There was an undeniable emphasis on mathematical modelling this year across the conference, with even a full section dedicated to it hosted by Trevor Graham. The other sections were cooperation and conflict in multicellularity, cellular competition, cooperation and cancer, evolvability and adaptation, and transmissible cancer. As the theme of this blog is on mathematical oncology, I’ll focus on summarizing the math modelling section. Within this section of the conference, there was a common thread of cooperation and conflict, but spatial organization and environmental constraints were frequently mentioned by the speakers. First up was Diana Fusco, and her talk was titled: “What can microbial colonies teach us about spatial intra-tumor heterogeneity?”
Diana is based at the University of Cambridge, and her work combines experimental microbiology with spatial modelling and statistics. Her talk was specifically on how microbial colonies can be used as analogs for intratumor heterogeneity. Spatial structure limits the ability of populations to grow indefinitely, but in well-mixed, exponentially growing populations, the frequency of mutation alleles follows a power law distribution. Her lab repeated the famous Luria-Delbruck experiment in E. coli (mutations are pre-existing in a population, not generated as a result of selection itself), and then used modern sequencing techniques to show that this law holds true (link to her paper on this topic). But they went a step further, and found that when E. coli are grown as a colony on a petri plate, far more ‘jackpot’ mutation events are produced than when grown in well-mixed environments. Just like winning the genetic lottery, these jackpot events result in massive enrichments of high-frequency clones. Mutants at the resource-rich edge of range expansions can generate whole sectors of clones, a phenomenon also known as gene-surfing. Further, Diana’s lab found similar results in silico by replicating the experiment using an ‘Eden’ simulation (cells on a square lattice that can only reproduce into empty, neighbouring squares) and in 3D models.

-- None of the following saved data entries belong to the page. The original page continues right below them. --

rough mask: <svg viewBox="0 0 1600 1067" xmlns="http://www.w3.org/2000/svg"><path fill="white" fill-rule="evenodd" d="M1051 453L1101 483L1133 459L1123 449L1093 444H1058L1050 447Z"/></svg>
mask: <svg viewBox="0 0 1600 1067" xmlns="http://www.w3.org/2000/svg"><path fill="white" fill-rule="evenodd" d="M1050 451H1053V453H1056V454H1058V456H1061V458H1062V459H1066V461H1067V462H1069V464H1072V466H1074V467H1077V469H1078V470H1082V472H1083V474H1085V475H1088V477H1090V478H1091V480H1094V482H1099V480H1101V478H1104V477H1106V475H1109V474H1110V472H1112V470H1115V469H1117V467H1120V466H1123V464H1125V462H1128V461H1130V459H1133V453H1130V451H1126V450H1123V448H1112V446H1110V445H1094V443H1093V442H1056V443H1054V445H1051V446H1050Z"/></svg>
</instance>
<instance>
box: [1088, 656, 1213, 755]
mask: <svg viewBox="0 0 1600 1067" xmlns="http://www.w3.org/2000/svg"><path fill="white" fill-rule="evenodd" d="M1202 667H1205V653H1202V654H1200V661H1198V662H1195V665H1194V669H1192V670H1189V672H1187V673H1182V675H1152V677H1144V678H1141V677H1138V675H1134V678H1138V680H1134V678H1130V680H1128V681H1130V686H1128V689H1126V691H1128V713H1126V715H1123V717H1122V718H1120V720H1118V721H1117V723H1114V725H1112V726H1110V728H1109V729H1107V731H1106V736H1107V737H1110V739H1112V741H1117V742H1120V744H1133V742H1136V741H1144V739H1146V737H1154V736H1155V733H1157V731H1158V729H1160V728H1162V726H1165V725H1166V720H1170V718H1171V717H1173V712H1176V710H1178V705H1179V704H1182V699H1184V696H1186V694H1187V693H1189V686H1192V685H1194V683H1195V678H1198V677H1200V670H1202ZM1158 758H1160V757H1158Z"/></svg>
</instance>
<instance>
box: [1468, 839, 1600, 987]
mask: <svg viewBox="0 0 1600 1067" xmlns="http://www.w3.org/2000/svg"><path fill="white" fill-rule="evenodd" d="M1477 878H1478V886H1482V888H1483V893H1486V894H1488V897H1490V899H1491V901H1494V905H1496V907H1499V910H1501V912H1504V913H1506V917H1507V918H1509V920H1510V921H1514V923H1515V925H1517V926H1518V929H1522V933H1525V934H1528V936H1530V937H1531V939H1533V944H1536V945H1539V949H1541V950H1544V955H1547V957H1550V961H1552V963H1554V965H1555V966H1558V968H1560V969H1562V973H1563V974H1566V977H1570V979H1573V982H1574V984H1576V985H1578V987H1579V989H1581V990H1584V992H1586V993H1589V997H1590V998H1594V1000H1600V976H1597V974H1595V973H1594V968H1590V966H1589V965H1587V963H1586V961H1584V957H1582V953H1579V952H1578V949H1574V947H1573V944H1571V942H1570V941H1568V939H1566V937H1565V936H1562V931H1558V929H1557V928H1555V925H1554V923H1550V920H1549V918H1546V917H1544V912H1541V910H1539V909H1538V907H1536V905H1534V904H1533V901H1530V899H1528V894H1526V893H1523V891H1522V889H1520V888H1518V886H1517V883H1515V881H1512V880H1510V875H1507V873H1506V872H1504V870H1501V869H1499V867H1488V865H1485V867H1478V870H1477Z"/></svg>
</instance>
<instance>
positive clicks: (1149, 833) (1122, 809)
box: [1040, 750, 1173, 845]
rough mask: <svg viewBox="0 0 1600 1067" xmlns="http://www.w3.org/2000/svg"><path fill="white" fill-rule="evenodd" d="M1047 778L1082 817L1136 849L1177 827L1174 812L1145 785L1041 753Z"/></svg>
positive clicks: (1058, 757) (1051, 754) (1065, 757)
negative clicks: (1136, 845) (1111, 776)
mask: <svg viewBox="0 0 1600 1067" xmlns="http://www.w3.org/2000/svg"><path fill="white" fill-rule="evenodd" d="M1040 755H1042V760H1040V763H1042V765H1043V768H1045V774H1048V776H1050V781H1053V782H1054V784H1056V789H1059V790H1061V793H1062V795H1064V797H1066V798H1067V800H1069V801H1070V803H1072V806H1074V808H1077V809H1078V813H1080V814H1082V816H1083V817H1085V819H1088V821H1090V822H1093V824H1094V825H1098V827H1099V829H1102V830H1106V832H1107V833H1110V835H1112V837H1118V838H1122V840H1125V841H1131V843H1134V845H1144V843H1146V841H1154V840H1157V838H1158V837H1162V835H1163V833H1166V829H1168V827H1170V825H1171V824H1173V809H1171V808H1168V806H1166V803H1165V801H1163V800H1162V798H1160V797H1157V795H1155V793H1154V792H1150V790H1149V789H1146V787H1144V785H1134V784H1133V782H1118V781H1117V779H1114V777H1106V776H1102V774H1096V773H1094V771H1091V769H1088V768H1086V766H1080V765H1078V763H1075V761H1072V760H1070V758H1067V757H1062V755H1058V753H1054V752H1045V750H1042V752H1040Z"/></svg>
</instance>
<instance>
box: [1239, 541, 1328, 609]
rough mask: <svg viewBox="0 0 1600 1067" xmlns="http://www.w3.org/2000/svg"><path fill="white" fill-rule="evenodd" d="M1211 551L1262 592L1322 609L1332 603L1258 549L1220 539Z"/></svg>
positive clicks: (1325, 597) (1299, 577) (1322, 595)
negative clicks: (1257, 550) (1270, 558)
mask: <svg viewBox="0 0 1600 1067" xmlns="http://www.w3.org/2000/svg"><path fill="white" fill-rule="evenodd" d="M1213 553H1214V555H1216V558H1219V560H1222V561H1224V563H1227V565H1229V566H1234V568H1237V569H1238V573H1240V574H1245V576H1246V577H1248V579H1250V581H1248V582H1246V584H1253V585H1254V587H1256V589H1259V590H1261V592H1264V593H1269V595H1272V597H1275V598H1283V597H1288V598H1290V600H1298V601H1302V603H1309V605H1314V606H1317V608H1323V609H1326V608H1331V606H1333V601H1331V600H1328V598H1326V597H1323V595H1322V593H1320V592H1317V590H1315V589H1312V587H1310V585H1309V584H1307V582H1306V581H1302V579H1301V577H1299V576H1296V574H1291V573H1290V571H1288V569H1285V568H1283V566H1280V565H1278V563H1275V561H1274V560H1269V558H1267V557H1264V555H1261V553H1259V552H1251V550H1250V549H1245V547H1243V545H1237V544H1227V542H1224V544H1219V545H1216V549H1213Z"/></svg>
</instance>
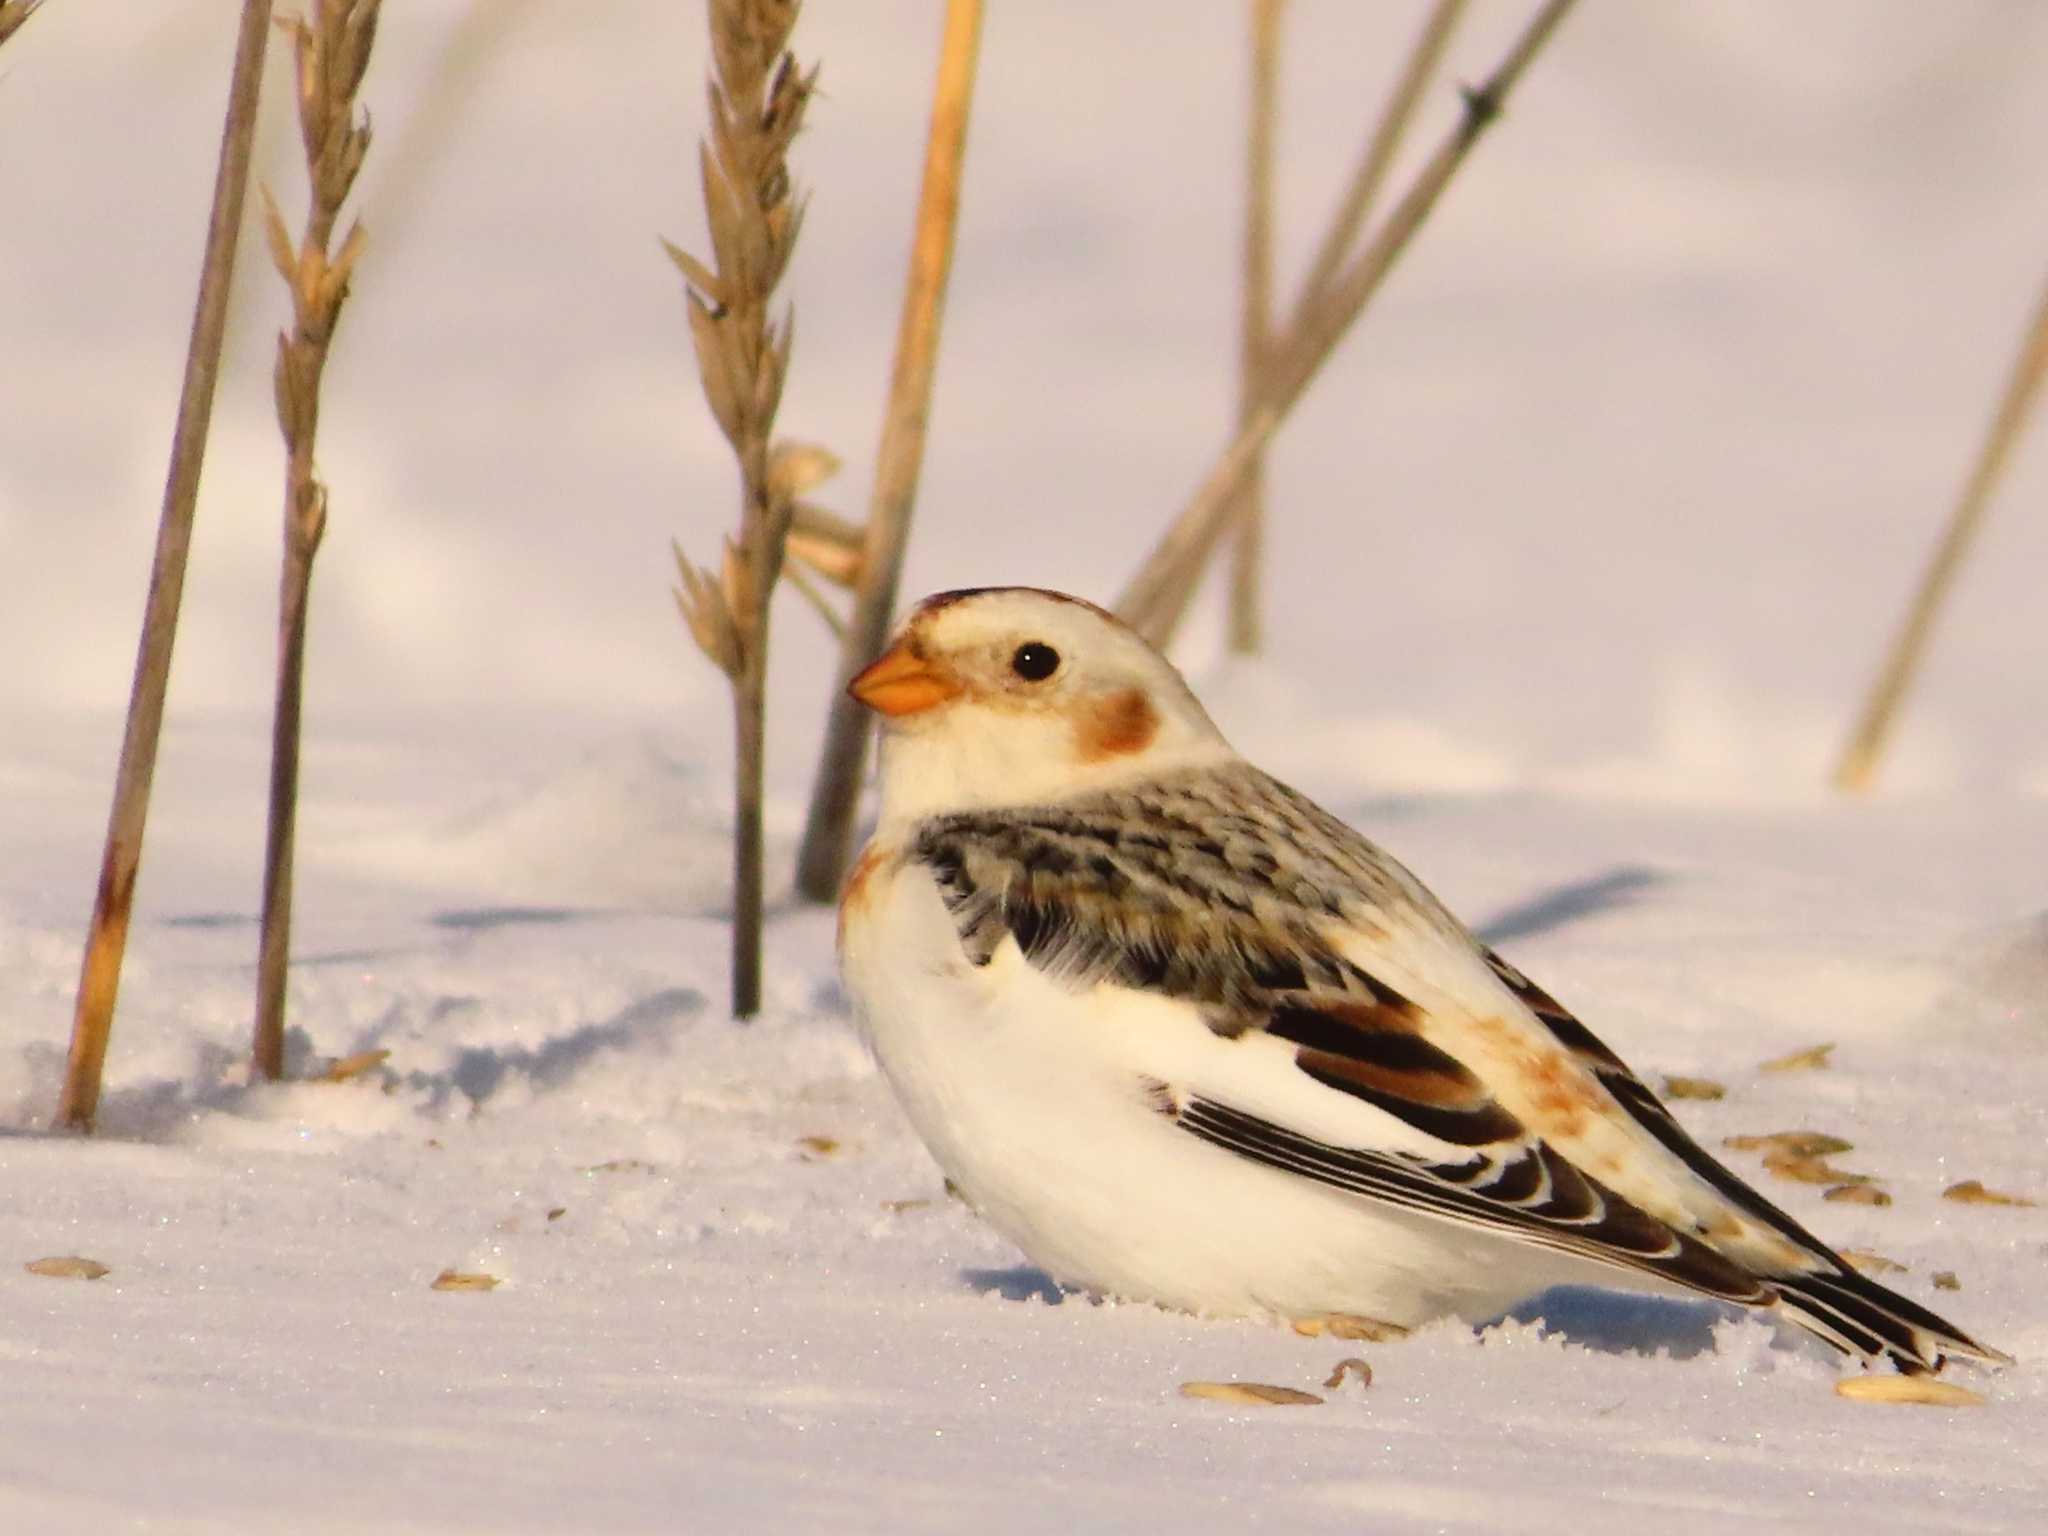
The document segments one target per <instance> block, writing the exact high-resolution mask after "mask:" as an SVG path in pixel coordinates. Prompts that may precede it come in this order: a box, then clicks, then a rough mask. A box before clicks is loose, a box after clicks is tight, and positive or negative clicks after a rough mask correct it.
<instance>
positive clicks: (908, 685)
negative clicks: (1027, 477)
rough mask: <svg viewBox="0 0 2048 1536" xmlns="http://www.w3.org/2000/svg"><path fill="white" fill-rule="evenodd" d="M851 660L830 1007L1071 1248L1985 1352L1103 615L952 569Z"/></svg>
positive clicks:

Diana’s experiments serve to reinforce the idea of controlling cancer, rather than trying to eradicate every last cell in a tumor. They turned to an engineered strain of S. cerevisiae that stochastically switched fluorescent marker expression at a rate of 1.6 x 10^-3 per cell division. During growth of a yeast colony, her group saw that most mutants actually go extinct - these pockets or ‘bubbles’ of mutant cells become trapped and outcompeted by wild-type cells, effectively becoming sealed off from the leading edge. If these mutants have a growth cost associated with them, it’s unsurprising that they can’t outgrow the wild-type. But when high doses of antibiotics are used, resistant mutants are released from their pockets. Whatever costs are associated with their growth are negligible compared to the wholesale destruction of their wild-type competitors. At intermediate levels of antibiotics, however, the whole population is suppressed without releasing those resistant clones - similar in principle to adaptive therapy for cancer. Diana’s group used microfluidics to see that the clone frequency distributions hold true regardless of dimensions, growth profiles, or even the mode of cell division.